Q14. The ionization energy of hydrogen is 13.6 eV. What is the ionization energy of Be3+?
Answer: 217.6 eV
Explanation: IE ∝ Z^2, Be3+ has Z=4, so IE = 13.6 × 4^2 = 217.6 eV. Option B is for Z=3 (Li2+).
Q15. What is the ratio of the radii of the 1st and 2nd orbits in a hydrogen atom?
Answer: 1:4
Explanation: r ∝ n^2, r1:r2 = 1^2:2^2 = 1:4. Option A is for a wrong proportionality.
Q16. The frequency of the radiation emitted when an electron falls from n=4 to n=1 in a hydrogen atom is?
Answer: 3.08 × 10^15 Hz
Explanation: ΔE = hf, corresponds to a specific transition frequency. Option D is for n=2 to n=1.
Q17. Calculate the number of nodes in the 3d orbital.
Answer: 1
Explanation: Number of nodes = n-l-1, for 3d, n=3, l=2, nodes = 0. Radial nodes = n-l-1 = 0, total nodes = 0 + angular nodes = 2, but radial nodes = 0. Option C is incorrect.

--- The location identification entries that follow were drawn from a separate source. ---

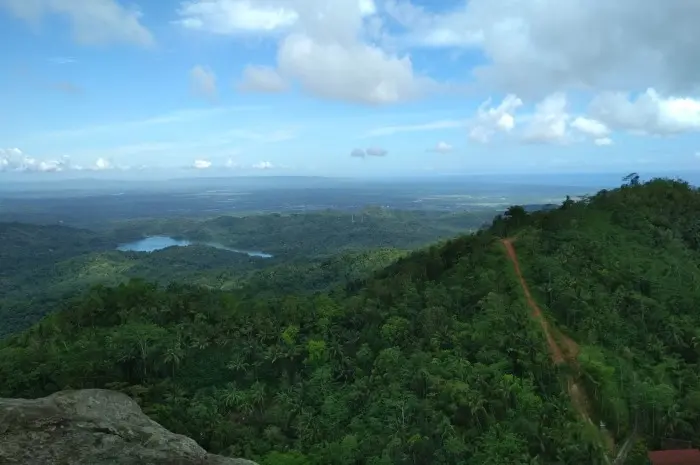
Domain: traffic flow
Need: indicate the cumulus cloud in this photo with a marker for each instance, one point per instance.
(491, 120)
(103, 164)
(94, 22)
(232, 164)
(262, 79)
(203, 82)
(441, 147)
(263, 165)
(13, 159)
(590, 127)
(201, 164)
(549, 123)
(648, 113)
(369, 152)
(230, 17)
(534, 48)
(323, 47)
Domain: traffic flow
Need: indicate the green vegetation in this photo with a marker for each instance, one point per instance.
(433, 359)
(43, 265)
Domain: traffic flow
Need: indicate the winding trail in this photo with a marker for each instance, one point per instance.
(568, 355)
(554, 349)
(559, 356)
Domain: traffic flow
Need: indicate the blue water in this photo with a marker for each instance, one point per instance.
(153, 243)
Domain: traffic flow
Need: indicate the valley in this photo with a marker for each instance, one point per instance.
(560, 335)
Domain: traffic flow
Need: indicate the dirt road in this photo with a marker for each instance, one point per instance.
(554, 350)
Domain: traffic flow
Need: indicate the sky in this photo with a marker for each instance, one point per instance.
(348, 87)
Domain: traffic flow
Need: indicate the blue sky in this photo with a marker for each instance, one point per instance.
(349, 87)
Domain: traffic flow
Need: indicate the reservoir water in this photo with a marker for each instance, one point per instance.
(153, 243)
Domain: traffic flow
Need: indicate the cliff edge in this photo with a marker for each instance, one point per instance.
(92, 427)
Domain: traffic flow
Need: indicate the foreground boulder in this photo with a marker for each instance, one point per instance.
(92, 427)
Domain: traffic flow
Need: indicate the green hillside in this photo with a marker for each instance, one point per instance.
(435, 359)
(43, 265)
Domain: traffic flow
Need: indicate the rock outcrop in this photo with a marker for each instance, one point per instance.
(92, 427)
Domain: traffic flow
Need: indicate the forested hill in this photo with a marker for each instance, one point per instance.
(434, 360)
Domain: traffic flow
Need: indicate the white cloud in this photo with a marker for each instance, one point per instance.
(431, 126)
(236, 16)
(323, 47)
(427, 29)
(103, 164)
(203, 82)
(376, 152)
(442, 147)
(231, 163)
(14, 159)
(491, 120)
(353, 72)
(369, 152)
(590, 127)
(649, 113)
(534, 48)
(549, 123)
(200, 164)
(262, 79)
(263, 165)
(94, 22)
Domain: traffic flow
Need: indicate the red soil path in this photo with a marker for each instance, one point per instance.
(554, 350)
(578, 396)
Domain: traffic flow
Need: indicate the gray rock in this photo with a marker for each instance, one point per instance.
(92, 427)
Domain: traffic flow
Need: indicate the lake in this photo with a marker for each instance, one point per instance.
(153, 243)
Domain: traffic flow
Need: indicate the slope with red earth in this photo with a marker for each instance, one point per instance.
(578, 396)
(555, 351)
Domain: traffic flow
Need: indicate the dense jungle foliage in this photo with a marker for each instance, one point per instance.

Q18. What is the maximum number of electrons that can be accommodated in the M shell?
Answer: 18
Explanation: M shell has n=3, max electrons = 2n^2 = 18. Option C is for N shell.
Q19. The wavelength of an electron moving with a velocity of 2.05 × 10^7 m/s is?
Answer: 3.55 Å
Explanation: λ = h/mv, λ = 3.55 Å (using h = 6.626 × 10^-34 and m = 9.11 × 10^-31).
Q20. The energy of the electron in the ground state of hydrogen is -13.6 eV. What is the energy in the ground state of Li2+?
Answer: -122.4 eV
Explanation: E ∝ Z^2, Li2+ has Z=3, E = -13.6 × 3^2 = -122.4 eV. Option B is for He+.